Ich stellte mir hinter den Lenkrädern der Autos sofort die alleinerziehende Mutter vor. Den überarbeiteten Handwerker. Den Altenpfleger. All die Schicksale also, die einem Autoversteher sofort vorhalten, wenn man als Fahrradversteher für mehr Radwege und weniger Motorverkehr in der Stadt plädiert. Aber obwohl halb Leipzig nun extra für mich im Stau stand, nahm ich wieder den anderen Radweg. Denn, ja: Es gibt hier ja schon einen. Getrennt von der Straße, gleich oberhalb des Rings.
Fassen wir zusammen: Ein neuer Radweg, den fast niemand nutzt. Dafür ein neuer Stau. Ein alter Radweg, der den Zweck des neuen schon erfüllt.
Man könnte auch sagen: Puh! Nicht zufällig streifen viele Gespräche in dieser Stadt derzeit diesen offensichtlich irrsinnigen Radweg. Sein Ruf ist nicht der beste. Sogar Linke, Grüne und SPD
sprechen im Stadtrat inzwischen eher zurückhaltend über ihn. In derselben Reihenfolge: „Es müssen sich erstmal alle daran gewöhnen“, „Die Wege müssen sich erst finden“, „Eine sehr unglückliche Lösung“. Und die Leipziger Handwerkskammer (genau, die Handwerker!) fragte in einem
flehenden Brief den Oberbürgermeister: „Sind wir in dieser Stadtgesellschaft überhaupt noch gewollt?“ Von offenen Briefen der Rentner und Mütter ist noch nichts bekannt, sie würden mich aber nicht wundern.
Es gibt natürlich auch Fürsprecher des Radwegs. Leute, die sagen, die Leute müssten sich eben erst an die neue Route gewöhnen, sie kennenlernen. Bald schon, schwärmen sie, werde sie eine der klimaneutralen Hauptverkehrsadern der Stadt sein.
Ich glaube, dass die Diskussion darüber, wie viel der Radweg genutzt wird, am Kern der Sache vorbeigeht.

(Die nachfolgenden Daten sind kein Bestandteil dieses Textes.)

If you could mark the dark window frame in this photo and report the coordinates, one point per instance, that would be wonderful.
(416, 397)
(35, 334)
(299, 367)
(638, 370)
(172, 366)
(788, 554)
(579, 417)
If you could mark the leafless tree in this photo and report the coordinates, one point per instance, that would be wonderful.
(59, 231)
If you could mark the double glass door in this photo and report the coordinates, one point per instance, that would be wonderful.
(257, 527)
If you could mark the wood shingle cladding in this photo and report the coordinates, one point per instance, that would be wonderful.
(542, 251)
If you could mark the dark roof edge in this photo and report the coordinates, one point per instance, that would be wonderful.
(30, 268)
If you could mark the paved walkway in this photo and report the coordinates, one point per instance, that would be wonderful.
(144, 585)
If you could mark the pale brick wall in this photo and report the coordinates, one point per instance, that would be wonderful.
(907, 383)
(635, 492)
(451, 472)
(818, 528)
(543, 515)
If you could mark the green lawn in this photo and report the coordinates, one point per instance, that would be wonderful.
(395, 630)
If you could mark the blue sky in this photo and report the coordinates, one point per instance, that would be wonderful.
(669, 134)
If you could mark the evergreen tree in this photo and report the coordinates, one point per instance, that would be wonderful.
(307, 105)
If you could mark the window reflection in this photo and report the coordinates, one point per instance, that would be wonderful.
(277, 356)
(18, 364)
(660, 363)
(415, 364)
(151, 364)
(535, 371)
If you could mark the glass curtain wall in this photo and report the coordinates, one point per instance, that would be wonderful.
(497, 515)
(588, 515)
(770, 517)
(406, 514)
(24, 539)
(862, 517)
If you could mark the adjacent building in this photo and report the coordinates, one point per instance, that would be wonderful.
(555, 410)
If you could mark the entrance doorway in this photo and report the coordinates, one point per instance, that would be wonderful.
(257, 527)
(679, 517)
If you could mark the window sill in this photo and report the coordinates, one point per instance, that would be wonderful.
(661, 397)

Der Radweg, glaube ich, ist gar nicht in erster Linie dafür da, dass man auf ihm fährt. Eher ist er ein Symbol, ein Hinweis. Ein sanfter Puff mit dem Ellenbogen in die Seiten aller Leipzigerinnen und Leipziger, dass man sich bitteschön nicht mit dem Auto durch diese Stadt bewegen soll. Es funktioniert ja: Je mehr Radweg, desto weniger Platz haben die Autos. Dafür muss es nicht einen einzigen Radfahrer geben.
In Paris, wo ich gerade war, funktioniert das schon bestens. Aus Bequemlichkeit oder Prestigegründen fährt hier keiner mehr Auto. Einfach, weil man es meistens gar nicht darf. Oder nur sehr langsam (30 km/h). Und die, die per Sondererlaubnis doch noch fahren dürfen (und ja auch sollen: Anwohner, Mütter, Handwerker, Krankenwagen, Lieferverkehr) kommen jetzt viel schneller voran. Alle gewinnen.
Der umstrittene Leipziger Ring-Radweg ist vor allem ein netter Alibigrund, den Autos ein bisschen mehr auf die Nerven zu gehen, bis sie von ganz alleine verschwinden.
“Nudging” nennt sich das, steht sogar im Duden und meint “eine Strategie zur Verhaltensänderung: Menschen sollen dazu bewegt werden, sich für eine erwünschte Verhaltensweise zu entscheiden, ohne dass dazu Zwang ausgeübt wird.” Leider behandelt und bestraft der Radweg noch alle Autofahrenden gleich, was nicht ganz gerecht ist. Das sollte sich, nach Pariser Vorbild, bitte noch ändern.
Vorgestern wurde der Radweg wieder um einige Meter erweitert. Der Leipziger Verkehrsamtsleiter und der Baubürgermeister
kamen persönlich – auch um mit dem eigenen Rad für ein Foto zu posieren. Das war ganz weise, denn auf den entstandenen Bildern fährt sonst niemand Fahrrad. Dafür ist ein schöner Autostau zu sehen.
Und die beiden Politiker lächeln.
Sie lächeln, als wüssten sie sehr gut, dass es bei manchen Neuerungen gar nicht so wichtig ist, ob alle verstehen, warum es sie jetzt gibt.